Слезы навернулись на глаза дяди Джозефа, когда он присел рядом с племянницей. Он взял ее за руку и погладил, словно успокаивая маленького ребенка.
Сара обвила его шею обеими руками со страстной энергией, противоречащей ее спокойному характеру.
– Я буду писать тебе как можно чаще. Я буду писать тебе обо всем! Если я буду в затруднении или в опасности, ты обо всем узнаешь!
Проговорив эти слова, она разжала руки и, резко отвернувшись от старика, спрятала лицо в ладонях. Тирания сдержанности, которая управляла всей ее жизнью, выразилась – так печально и так красноречиво! – в этом незначительном жесте.

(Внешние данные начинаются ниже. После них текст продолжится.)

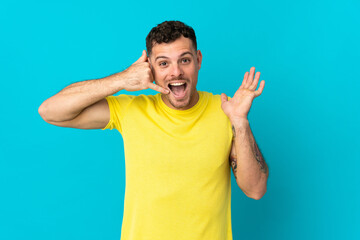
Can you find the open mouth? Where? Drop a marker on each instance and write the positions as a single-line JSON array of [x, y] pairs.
[[178, 89]]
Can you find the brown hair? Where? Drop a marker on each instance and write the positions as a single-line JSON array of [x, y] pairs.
[[167, 32]]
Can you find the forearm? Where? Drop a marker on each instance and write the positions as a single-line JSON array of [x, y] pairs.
[[70, 101], [252, 171]]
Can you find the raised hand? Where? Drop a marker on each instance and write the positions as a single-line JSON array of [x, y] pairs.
[[139, 76], [238, 107]]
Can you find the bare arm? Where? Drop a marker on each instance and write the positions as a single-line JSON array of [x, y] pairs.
[[83, 104], [249, 167]]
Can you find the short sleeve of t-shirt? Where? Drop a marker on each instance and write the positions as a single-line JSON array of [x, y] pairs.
[[117, 107]]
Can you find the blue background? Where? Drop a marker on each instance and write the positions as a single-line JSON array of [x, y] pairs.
[[63, 183]]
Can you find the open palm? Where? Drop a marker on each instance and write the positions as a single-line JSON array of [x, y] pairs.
[[238, 107]]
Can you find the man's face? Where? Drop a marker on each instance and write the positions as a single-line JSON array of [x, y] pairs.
[[175, 67]]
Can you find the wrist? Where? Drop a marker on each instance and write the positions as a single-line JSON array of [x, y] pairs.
[[240, 123]]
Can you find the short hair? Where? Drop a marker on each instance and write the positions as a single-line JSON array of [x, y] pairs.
[[167, 32]]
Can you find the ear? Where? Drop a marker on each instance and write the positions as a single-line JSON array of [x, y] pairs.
[[199, 58]]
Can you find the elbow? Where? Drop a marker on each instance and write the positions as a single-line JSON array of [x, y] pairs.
[[257, 196]]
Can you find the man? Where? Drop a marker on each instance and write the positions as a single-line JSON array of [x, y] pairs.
[[177, 143]]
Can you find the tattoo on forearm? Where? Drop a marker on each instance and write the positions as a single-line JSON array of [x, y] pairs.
[[233, 164], [260, 159]]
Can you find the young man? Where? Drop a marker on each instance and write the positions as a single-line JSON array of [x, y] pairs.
[[177, 143]]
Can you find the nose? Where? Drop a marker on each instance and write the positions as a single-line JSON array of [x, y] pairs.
[[176, 71]]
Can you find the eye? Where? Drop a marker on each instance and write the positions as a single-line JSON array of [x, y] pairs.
[[162, 64], [185, 60]]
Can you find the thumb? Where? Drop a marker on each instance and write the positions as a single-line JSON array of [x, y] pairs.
[[223, 98], [143, 57]]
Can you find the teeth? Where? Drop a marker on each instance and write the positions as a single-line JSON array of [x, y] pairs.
[[176, 84]]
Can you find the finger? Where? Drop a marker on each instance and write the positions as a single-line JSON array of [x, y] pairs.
[[261, 88], [254, 84], [250, 78], [143, 58], [158, 88], [223, 98], [244, 80]]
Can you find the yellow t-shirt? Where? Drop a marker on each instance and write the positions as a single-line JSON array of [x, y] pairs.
[[178, 177]]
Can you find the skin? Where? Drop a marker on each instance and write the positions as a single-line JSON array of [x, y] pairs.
[[83, 105], [177, 62], [250, 170]]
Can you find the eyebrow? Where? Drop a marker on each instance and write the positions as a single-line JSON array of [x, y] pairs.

Дядя Джозеф поднялся с дивана и осторожно прошелся взад и вперед по комнате, с тревогой глядя на племянницу, но не разговаривая с ней. Через некоторое время вошел слуга и стал накрывать на стол. Его появление заставило Сару сделать усилие и вернуть самообладание. После ужина дядя и племянница сразу же разошлись по своим комнатам, не осмелившись сказать ни слово на тему их приближающейся разлуки.
Когда они встретились на следующее утро, старик еще не пришел в себя. Хотя он старался говорить так же бодро, как обычно, в его голосе, взгляде и манерах было что-то странно приглушенное и тихое. Сердце Сары сжалось, когда она увидела, как печально он изменился. Она сказала несколько слов утешения, но он лишь отрицательно махнул рукой и поспешил выйти из комнаты, чтобы расплатиться с хозяином.
После завтрака дядя и племянница, к великому удивлению хозяев и постояльцев, пустились в дорогу пешком. Дойдя до перекрестка, они остановились и посмотрели назад. На этот раз они не заметили ничего, что могло бы их встревожить. На широкой дороге, по которой они шли последнюю четверть часа, не было видно ни одного живого существа.
– Дорога свободна, – сказал дядя Джозеф. – Что бы не случилось вчера, сейчас нас точно никто не преследует.
– По крайней мере, мы никого не видим, – ответила Сара. – Но я не доверяю даже камням на обочине. Лучше почаще оглядываться назад, дядя, не доверяя чувству безопасности. Чем больше я думаю, тем больше боюсь ловушки, которую подстроили нам люди из Портдженнской Башни.
– Ты говоришь «нас», Сара. Но зачем им я?
– Затем, что они видели тебя со мной. Когда мы расстанемся, ты будешь в большей безопасности. И это еще одна причина, дядя Джозеф, почему мы должны переносить несчастье нашей разлуки так терпеливо, как только можем.
– Куда же ты поедешь, покинув меня? Далеко?
– Я не остановлюсь до тех пор, пока не затеряюсь в огромном Лондоне. Не смотри на меня так печально! Я никогда не забуду своего обещания; я всегда буду писать. У меня есть друзья – не такие друзья, как ты, но все же друзья, к которым я могу пойти. Нигде, кроме Лондона, я не смогу почувствовать себя в безопасности. Миссис Фрэнкленд уже сейчас заинтересована в том, чтобы найти меня, и я уверена, что этот интерес возрастет в десять раз, когда она услышит о том, что произошло вчера в доме. Если они проследят вас до Труро, то будь осторожен, дядя! Будь осторожен в манерах и в ответах на их вопросы.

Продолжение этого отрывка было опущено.